Comments for Amazon Announces Graviton2 SoC Along With New AWS Instances: 64-Core Arm With Large Performance Uplifts

Amazon Announces Graviton2 SoC Along With New AWS Instances: 64-Core Arm With Large Performance Uplifts

by Andrei Frumusanu on 12/3/2019 12:30 PM EST

Post Your Comment
Please log in or sign up to comment.

Comments Locked

41 Comments

Back to Article

Raqia - Tuesday, December 3, 2019 - link
I assume those are multi-core figures being quoted against the M5?
Andrei Frumusanu - Tuesday, December 3, 2019 - link
Correct.
Raqia - Tuesday, December 3, 2019 - link
So they're comparing a 24 core x86 Xeon to a 64 core Neoverse implementation.
PeachNCream - Tuesday, December 3, 2019 - link
But it can tow the rear drive only Xeon uphill with an only slightly obvious rolling start so it's clearly better until Intel requests Amazon send a system over to them for an "apples-to-apples" compairson.
andrewaggb - Tuesday, December 3, 2019 - link
Unless I'm misunderstanding something it sounds like it'll have worse perf/$ than epyc and not be x64.
shompa - Tuesday, December 3, 2019 - link
Not being X64 is great. Why use fake 64bit extensions that need a 32bit CPU core to work when you can use real 64bit and remove the whole 32bit CPU block and save energy and die space.
scineram - Wednesday, December 4, 2019 - link
No.
kallinteris - Wednesday, December 4, 2019 - link
what do you mean by " use fake 64bit extensions that need a 32bit CPU core to work when you can use real 64bit"
all modern x86 programs are compiled for 64 bit anyway
vanilla_gorilla - Tuesday, December 3, 2019 - link
And probably at lower cost and power usage.
SarahKerrigan - Tuesday, December 3, 2019 - link
How do you figure? It says "per vCPU." A vCPU is a single thread.
Raqia - Wednesday, December 4, 2019 - link
It looks like they're running the multi-threaded benchmark across all vCPUs then dividing by the number of vCPUs. So it's a renormalized multicore figure:

https://zdnet1.cbsistatic.com/hub/i/2019/11/30/3d9...

from:

https://www.zdnet.com/article/aws-graviton2-what-i...
ksec - Tuesday, December 3, 2019 - link
2x Performance Per Core over A1. I think that is finally reaching the Desktop / Server Class CPU performance, possibly 70% of Skylake.

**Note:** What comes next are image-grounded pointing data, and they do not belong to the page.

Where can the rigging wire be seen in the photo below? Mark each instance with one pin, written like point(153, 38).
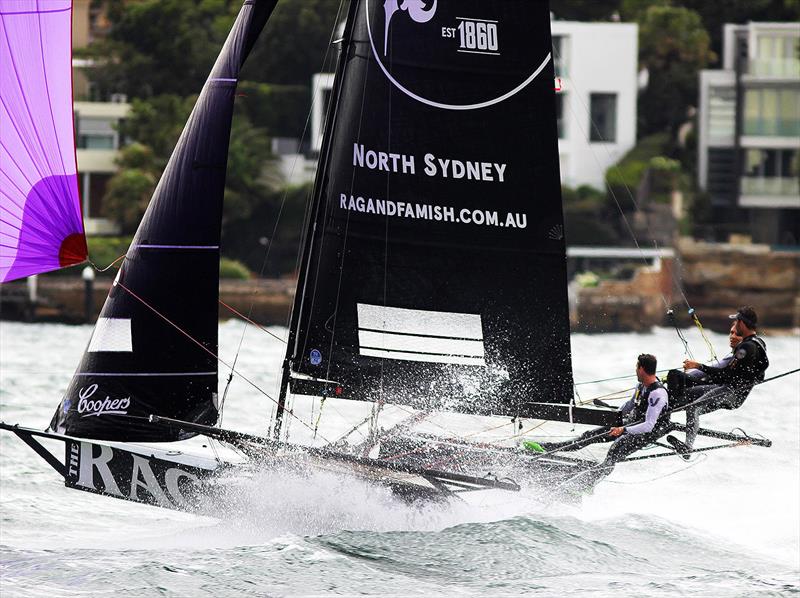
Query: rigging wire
point(675, 280)
point(112, 264)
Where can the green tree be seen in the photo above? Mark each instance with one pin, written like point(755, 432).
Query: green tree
point(129, 190)
point(160, 46)
point(673, 46)
point(155, 126)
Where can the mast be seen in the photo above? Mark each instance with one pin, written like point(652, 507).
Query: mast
point(310, 224)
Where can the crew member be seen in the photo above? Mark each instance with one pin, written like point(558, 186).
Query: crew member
point(678, 380)
point(645, 418)
point(731, 383)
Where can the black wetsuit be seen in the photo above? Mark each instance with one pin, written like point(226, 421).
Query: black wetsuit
point(729, 385)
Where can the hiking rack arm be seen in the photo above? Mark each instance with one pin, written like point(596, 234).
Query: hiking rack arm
point(765, 442)
point(236, 438)
point(27, 436)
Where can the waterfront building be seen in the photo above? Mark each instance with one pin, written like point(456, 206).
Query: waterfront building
point(749, 134)
point(596, 66)
point(596, 78)
point(98, 141)
point(97, 138)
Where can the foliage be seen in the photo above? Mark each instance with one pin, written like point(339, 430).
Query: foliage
point(157, 122)
point(156, 125)
point(623, 179)
point(129, 190)
point(160, 47)
point(673, 46)
point(229, 268)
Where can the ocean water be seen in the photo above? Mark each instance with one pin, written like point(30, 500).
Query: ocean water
point(726, 523)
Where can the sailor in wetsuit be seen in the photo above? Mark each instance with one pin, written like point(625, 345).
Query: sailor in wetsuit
point(645, 417)
point(731, 383)
point(678, 380)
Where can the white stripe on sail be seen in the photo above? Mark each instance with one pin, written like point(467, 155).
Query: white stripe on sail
point(419, 321)
point(420, 335)
point(111, 334)
point(421, 357)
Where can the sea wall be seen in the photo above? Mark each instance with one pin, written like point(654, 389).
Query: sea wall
point(718, 277)
point(715, 278)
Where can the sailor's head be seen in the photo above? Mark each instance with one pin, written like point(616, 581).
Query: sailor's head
point(645, 366)
point(745, 321)
point(733, 338)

This is going to KickStart the ARM Server usage. Would love to see some benchmarks on those.
webdoctors - Tuesday, December 3, 2019 - link
There's no kickstarting ARM server usage. Amazon is MASSIVE. Basically if they move their hosted services to their own internal ARM servers, ARM server usage could go from 0 to 50% overnight. Its like the Costco analogy. Whatever Amazon uses internally for their storage, networking, CPU, would become one of the largest in the world overnight.

I heard their internal network chip is like 3rd biggest in the world in volume after the big guys because they use so much networking hardware internally. Even without external customers they've got the volume to skew the numbers.
R0H1T - Tuesday, December 3, 2019 - link
>ARM server usage could go from 0 to 50% overnight

You're clearly exaggerating. Pretty sure Google+FB have a bigger share of the market driving server sales in the Enterprise arena, they aren't 50% combined so AWS can't possibly be more than 50% on their own. Heck YouTube alone might be consuming more storage+chips (server) than AWS.
ksec - Wednesday, December 4, 2019 - link
Well it wont be 50%, but i know it is big. I missed the announcement I thought this is going to be like their A1 instances, turns out they intend to have all of the SaaS offer, ( DB, SMS, Mail, DNS Whatever it is ) to be running on ARM.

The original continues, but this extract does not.